THE ancient world into which Jesus was born was a pretty rough place. Life was short. The average lifespan was 40 years.
In the international sphere, Rome was the imperial power that ruled a large part of the known world.
And yet decay was setting in. A third of the city’s population were slaves. The powerful and rich were bored and entertained themselves with blood sports and whatever else they fancied.
In many parts of the world, raw power ruled the day. The man who wielded the sword was king. The wealthy man owned the world. The ordinary people on the streets and fields went about their daily existence often with great difficulty. Democracy, though it was idealised in ancient Athens, was unknown in the ancient world. In many places, life could best be described in the words of Thomas Hobbes, the 17th century English philosopher. He said: “No arts, no letters, no society, and which is worst of all, continual fear and danger of violent death, and the life of man solitary, poor, nasty, brutish and short.”
Life indeed was poor, nasty, brutish and short for many. And so it must have been for the poor shepherds who watched their flocks in the cold Judean night near Bethlehem (Lk. 2:8-20). And to them was announced the good news that the Messiah was born.
The angels appeared and sang about divine glory and human peace. The shepherds went into Bethlehem and found the baby lying in a manger. Though the stable where Jesus was found was the humblest of places, the shepherds knew in their hearts that this was a special baby. They were convinced that what they saw when heaven opened and the angels came, and what they heard were true.
The shepherds must have felt at home in the humble stable. As people who lived in poverty, it was the kind of place they were used to. Just as well that Jesus was not born in some fancy palace lined with gold and silver. They would not have gained entry. Even if allowed in, they would have felt terribly out of place. The more greedy among them would have had their eyes glued to the luxurious fittings rather than the baby. Just as well that Jesus was born in the stable of an overcrowded inn. It was a place that poor and simple people could relate to.
The shepherds returned to their flocks and to their poor lives with a new spirit. They were glorifying and praising God. Their difficult circumstances may not have changed much. But they were changed men.
While the world has moved on over the centuries, the human condition remains the same in many places today. Slavery still exists in many new forms. Mindless violence continues its terror in many parts of the world. Recent events, including the tragedies of Sept 11, 2001, the Bali bombing, the hostage-taking in Moscow, the sniper shootings in Maryland, and many others about which we read daily in our newspapers, have made us more aware of the uncertain conditions of our modern world. Many feel that we live in a fragile and uncertain world.

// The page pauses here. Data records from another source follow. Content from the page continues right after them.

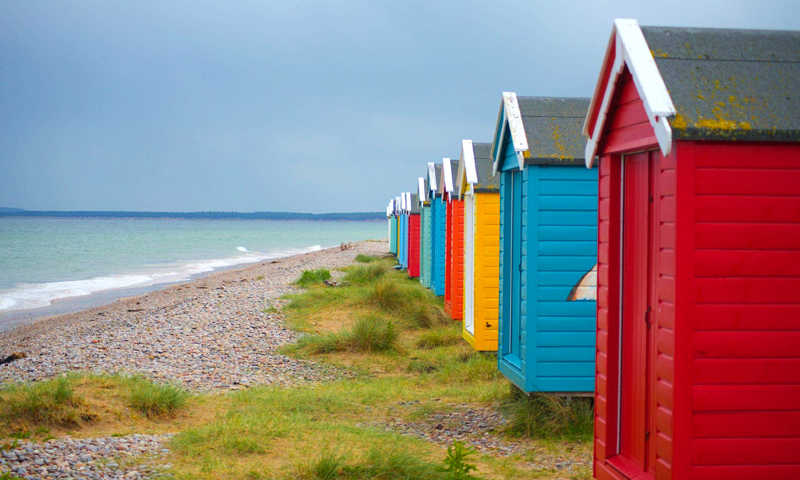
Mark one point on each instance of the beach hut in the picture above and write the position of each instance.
(698, 356)
(426, 243)
(438, 228)
(389, 209)
(548, 241)
(406, 217)
(454, 278)
(414, 236)
(393, 227)
(402, 237)
(480, 191)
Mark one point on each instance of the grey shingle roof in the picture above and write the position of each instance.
(483, 164)
(439, 178)
(553, 127)
(730, 84)
(414, 203)
(427, 187)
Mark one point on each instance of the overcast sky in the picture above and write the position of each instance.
(284, 105)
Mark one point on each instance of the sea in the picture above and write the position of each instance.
(54, 265)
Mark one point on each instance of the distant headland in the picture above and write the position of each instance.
(357, 216)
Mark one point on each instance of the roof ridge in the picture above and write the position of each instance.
(744, 60)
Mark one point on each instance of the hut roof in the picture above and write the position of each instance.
(476, 169)
(547, 130)
(703, 83)
(730, 83)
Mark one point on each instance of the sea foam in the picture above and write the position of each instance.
(36, 295)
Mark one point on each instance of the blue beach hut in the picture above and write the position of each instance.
(438, 228)
(404, 210)
(400, 229)
(548, 244)
(426, 239)
(393, 227)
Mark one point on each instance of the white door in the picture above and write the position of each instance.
(469, 263)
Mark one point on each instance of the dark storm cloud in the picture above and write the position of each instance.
(317, 106)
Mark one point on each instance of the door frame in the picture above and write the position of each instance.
(619, 463)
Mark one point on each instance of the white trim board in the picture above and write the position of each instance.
(432, 177)
(469, 161)
(447, 170)
(631, 51)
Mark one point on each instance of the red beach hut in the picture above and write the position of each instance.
(454, 248)
(413, 234)
(698, 356)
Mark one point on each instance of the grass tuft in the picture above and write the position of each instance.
(392, 465)
(48, 402)
(155, 399)
(441, 337)
(542, 415)
(361, 258)
(365, 274)
(313, 277)
(369, 334)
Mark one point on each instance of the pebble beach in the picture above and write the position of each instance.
(215, 333)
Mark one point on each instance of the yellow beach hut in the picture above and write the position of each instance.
(480, 191)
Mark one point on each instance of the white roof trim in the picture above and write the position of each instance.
(469, 161)
(632, 51)
(513, 117)
(432, 176)
(447, 169)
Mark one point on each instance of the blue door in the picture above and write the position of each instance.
(512, 267)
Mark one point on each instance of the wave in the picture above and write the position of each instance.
(37, 295)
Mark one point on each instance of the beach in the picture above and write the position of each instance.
(217, 332)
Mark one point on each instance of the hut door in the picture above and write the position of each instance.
(636, 445)
(469, 264)
(512, 266)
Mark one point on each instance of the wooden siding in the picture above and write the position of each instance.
(560, 247)
(413, 245)
(455, 273)
(438, 227)
(741, 259)
(448, 257)
(393, 235)
(485, 292)
(627, 128)
(426, 246)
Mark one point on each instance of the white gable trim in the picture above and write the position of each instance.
(432, 177)
(631, 50)
(512, 116)
(447, 168)
(470, 168)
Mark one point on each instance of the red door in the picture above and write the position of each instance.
(636, 416)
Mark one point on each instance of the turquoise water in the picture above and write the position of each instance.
(47, 259)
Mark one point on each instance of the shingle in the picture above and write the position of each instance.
(730, 84)
(483, 164)
(553, 128)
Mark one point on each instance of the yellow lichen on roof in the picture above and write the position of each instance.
(560, 147)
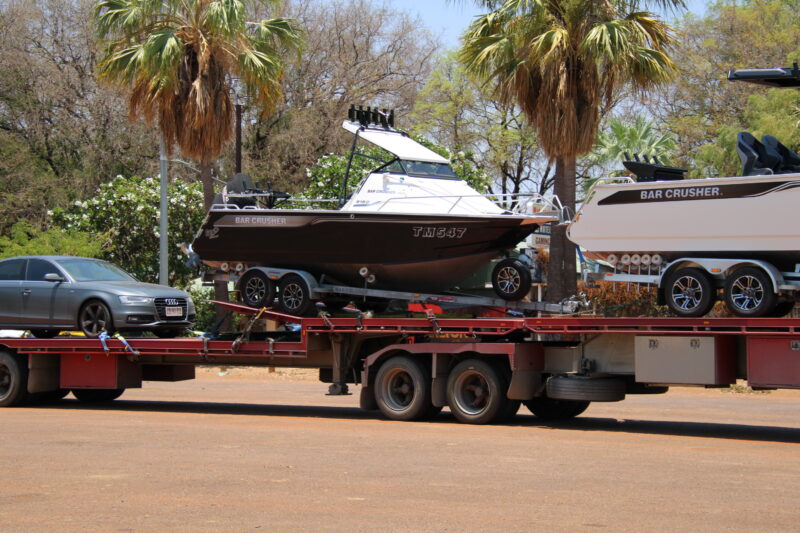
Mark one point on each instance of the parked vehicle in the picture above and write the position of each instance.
(47, 294)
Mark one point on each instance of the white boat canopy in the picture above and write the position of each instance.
(400, 145)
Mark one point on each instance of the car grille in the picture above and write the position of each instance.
(163, 303)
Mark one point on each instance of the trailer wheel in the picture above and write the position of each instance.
(511, 279)
(550, 409)
(403, 389)
(256, 289)
(749, 293)
(13, 380)
(689, 292)
(475, 393)
(294, 296)
(97, 395)
(586, 389)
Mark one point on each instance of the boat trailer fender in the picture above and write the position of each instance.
(275, 274)
(719, 268)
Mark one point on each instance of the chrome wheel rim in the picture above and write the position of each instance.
(255, 290)
(293, 296)
(94, 319)
(508, 280)
(687, 292)
(747, 293)
(472, 392)
(398, 389)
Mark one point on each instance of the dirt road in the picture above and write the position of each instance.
(252, 453)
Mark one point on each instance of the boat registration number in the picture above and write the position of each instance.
(174, 311)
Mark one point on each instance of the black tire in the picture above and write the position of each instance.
(783, 308)
(13, 379)
(749, 293)
(97, 395)
(550, 409)
(689, 292)
(256, 289)
(511, 279)
(476, 392)
(45, 333)
(294, 296)
(403, 389)
(167, 333)
(94, 318)
(586, 389)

Shootings, killings, wars … what a messy world this is. – CNS picture. In spite of all the advances in science and technology, and the depiction of life in glossy brochures and the feeling that we are in control of our lives, it still appears that we live in a messy world. Any alien (if there was one) who spent a week on earth might probably come to that same conclusion.
The apostle John describes the condition of the world as “darkness”. Paul, another apostle, describes the human condition as living “without hope and without God in the world”. (Eph. 2:12). Imagine reading our newspapers and watching the evening news, without hope and without God in the world. What a terrible and frightening thought!
Jesus the Messiah came to a messy world. He was not afraid of the mess. He did not stay at a safe distance to deal with the mess. He could have tried to save us while remaining safely in heaven. But He came down. “The Word became flesh and made His dwelling among us.” (John 1:14). He emptied Himself and took the form of a servant. He became vulnerable. He touched lepers without gloves. He took on a life of poverty. He had no place to call His own. He did not even carry cash with Him. He experienced what it means to be homeless and poor. He experienced being beaten up violently. He was spat upon and called names. He was stripped and hung on a rough cross to die a public and humiliating death. He knew all about the human mess in this world. He entered the mess as the Messiah.
As we celebrate Christmas this year, our celebrations are probably coloured by the pessimism and anxieties we see around us. Terrorism, economic uncertainties, worries about the future — we seem to be living in the era of bad news. The world is in a mess.
It is in these circumstances that we need to hear the good news afresh. In Christ, we have the Saviour, the Messiah. He knows all about the mess we human beings can get ourselves into. Looking at the mess without the Messiah turns our lives and our distant horizons into darkness. But when we look at the Messiah, then we see the light in the darkness.
John declared: “The light shines in the darkness but the darkness has not understood it.” (Jn 1:7). May we see the light shining in the darkness this Christmas. And may God give us grace to understand this light.
When Mary, the mother of Jesus, saw all that was happening and heard all that was said, she “treasured up all these things and pondered them in her heart”. (Lk. 2:19). Let us do the same this Christmas, quietly pondering, grateful that God in His love has not abandoned us to perish in the mess, but in fact has sent us the Messiah, in whom is all our hope. In Christ we see the glory of God and in Him we have peace. Even in this messy world.
My wife joins me in wishing you and your loved ones God’s peace and joy this Christmas.